Friday, April 14, 2006

Propellor head

I love databases. I love being able to go to a database and find the information I'm looking for by typing in a work or phrase. If I want to organize information or script a process with lots of data, I turn to FileMaker, my database application of choice since its very beginnings in the early Macintosh days.

I guess that comes from 25 years in the computer industry. In retrospect, I also attribute it to my very organized father, though I didn't realize it at the time.

I mention this because I'm preparing to use the embroidery function of my machine for the first time and realized that my thread was all over the place. So I bought a Sulky case for my Sulky thread and found out I really need one and a half, but they don't make half cases, so a second one is on order. Or would I need more because there are other threads from other companies on the same type of spool? And what colors do I really have? And then there are the Madeira threads I seem to have accumulated, even when I wasn't sewing; what do I do with those and how many do I have?

That's where the small propellor starts spinning on my head. Did you know that Sulky actually provides an Excel spreadsheet of their threads with number and color? How cool is that for a database junkie like me? Through surfing and a little data manipulation, i found other lists of numbers and colors and now have a handy-dandy database with my embroidery threads. Of course normal people would just count the spools and look at their pretty collection of threads, but they don't have a small propellor on their head.

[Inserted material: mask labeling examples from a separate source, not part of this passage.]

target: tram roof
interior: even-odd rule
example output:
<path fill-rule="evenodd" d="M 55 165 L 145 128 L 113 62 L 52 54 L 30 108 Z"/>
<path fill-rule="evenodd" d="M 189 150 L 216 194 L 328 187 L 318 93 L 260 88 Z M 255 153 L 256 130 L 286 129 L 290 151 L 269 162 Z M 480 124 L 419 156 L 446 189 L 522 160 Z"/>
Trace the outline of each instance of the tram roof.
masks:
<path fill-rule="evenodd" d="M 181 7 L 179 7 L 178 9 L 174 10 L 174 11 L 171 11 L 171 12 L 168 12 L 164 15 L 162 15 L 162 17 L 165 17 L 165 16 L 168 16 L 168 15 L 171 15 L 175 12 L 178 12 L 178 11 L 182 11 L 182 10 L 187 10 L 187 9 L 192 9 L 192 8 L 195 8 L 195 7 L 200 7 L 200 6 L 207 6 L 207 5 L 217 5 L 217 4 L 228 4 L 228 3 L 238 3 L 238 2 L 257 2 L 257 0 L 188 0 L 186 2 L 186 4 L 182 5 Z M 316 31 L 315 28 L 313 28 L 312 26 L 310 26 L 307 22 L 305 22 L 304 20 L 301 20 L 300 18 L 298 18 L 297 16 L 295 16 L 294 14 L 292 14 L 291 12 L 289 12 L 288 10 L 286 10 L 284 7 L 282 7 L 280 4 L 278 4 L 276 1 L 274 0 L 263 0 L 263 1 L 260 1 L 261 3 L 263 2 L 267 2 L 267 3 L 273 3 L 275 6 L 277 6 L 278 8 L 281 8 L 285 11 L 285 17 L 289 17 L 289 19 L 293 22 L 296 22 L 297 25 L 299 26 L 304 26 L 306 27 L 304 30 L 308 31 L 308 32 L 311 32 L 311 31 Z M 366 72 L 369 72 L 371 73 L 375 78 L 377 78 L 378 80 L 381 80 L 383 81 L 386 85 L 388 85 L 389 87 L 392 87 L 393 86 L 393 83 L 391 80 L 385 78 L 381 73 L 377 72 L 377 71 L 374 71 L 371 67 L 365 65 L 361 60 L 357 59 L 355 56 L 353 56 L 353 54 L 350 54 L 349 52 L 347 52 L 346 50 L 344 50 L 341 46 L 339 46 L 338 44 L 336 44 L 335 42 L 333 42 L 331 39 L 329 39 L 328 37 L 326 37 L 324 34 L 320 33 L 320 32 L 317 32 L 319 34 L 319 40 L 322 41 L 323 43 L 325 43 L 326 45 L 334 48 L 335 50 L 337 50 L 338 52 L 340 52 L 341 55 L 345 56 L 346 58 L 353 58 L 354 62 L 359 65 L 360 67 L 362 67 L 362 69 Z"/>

Some years ago I started a database to organize my sewing patterns and actually scanned in most of the envelopes. Yes, I could thumb through them in the file cabinet, but what's the fun in that? So i've resurrected the database (2 software versions later) and can now search for a garment, page through the pattern images, pick out a pattern and go to my organized cabinet to retrieve it.

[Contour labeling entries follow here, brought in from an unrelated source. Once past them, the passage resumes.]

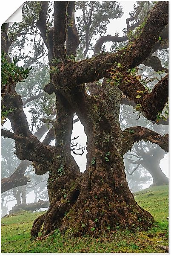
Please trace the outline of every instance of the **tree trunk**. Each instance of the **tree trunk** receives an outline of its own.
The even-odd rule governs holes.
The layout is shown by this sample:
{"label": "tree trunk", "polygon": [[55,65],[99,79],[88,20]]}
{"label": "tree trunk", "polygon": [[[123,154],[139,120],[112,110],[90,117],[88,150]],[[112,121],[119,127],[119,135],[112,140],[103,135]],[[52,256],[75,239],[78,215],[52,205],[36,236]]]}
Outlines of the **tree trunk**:
{"label": "tree trunk", "polygon": [[119,119],[121,93],[108,84],[103,89],[98,101],[85,93],[84,86],[72,89],[68,98],[74,102],[88,137],[84,174],[70,154],[75,110],[57,95],[55,153],[48,183],[50,207],[34,221],[32,236],[37,236],[43,223],[43,235],[58,228],[79,236],[97,235],[118,227],[145,230],[154,222],[135,201],[126,180]]}
{"label": "tree trunk", "polygon": [[21,192],[22,195],[22,204],[26,204],[26,186],[25,186]]}
{"label": "tree trunk", "polygon": [[40,200],[39,200],[37,202],[28,204],[27,204],[23,203],[15,205],[13,207],[11,210],[9,212],[9,214],[12,214],[21,210],[33,212],[42,208],[47,208],[49,206],[49,201],[43,201]]}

And then there are all the knitting patterns I've downloaded or found that I like ( and are great for this). Do I really want to print them out? Not till I want to knit them. My little database has pictures and links to the original pattern online or the file that I can reference to decide if I have the yarn I have will really work.

Combining my fiberly endeavors and database goes way back. In the early days of the internet, on my website, I had a searchable database of the Threads magazine tables of content. It was only after Taunton Press finally posted their indexes and made them searchable that I retired the database; it had served its purpose well.

Okay enough of this internet stuff. There's knitting and sewing to be done.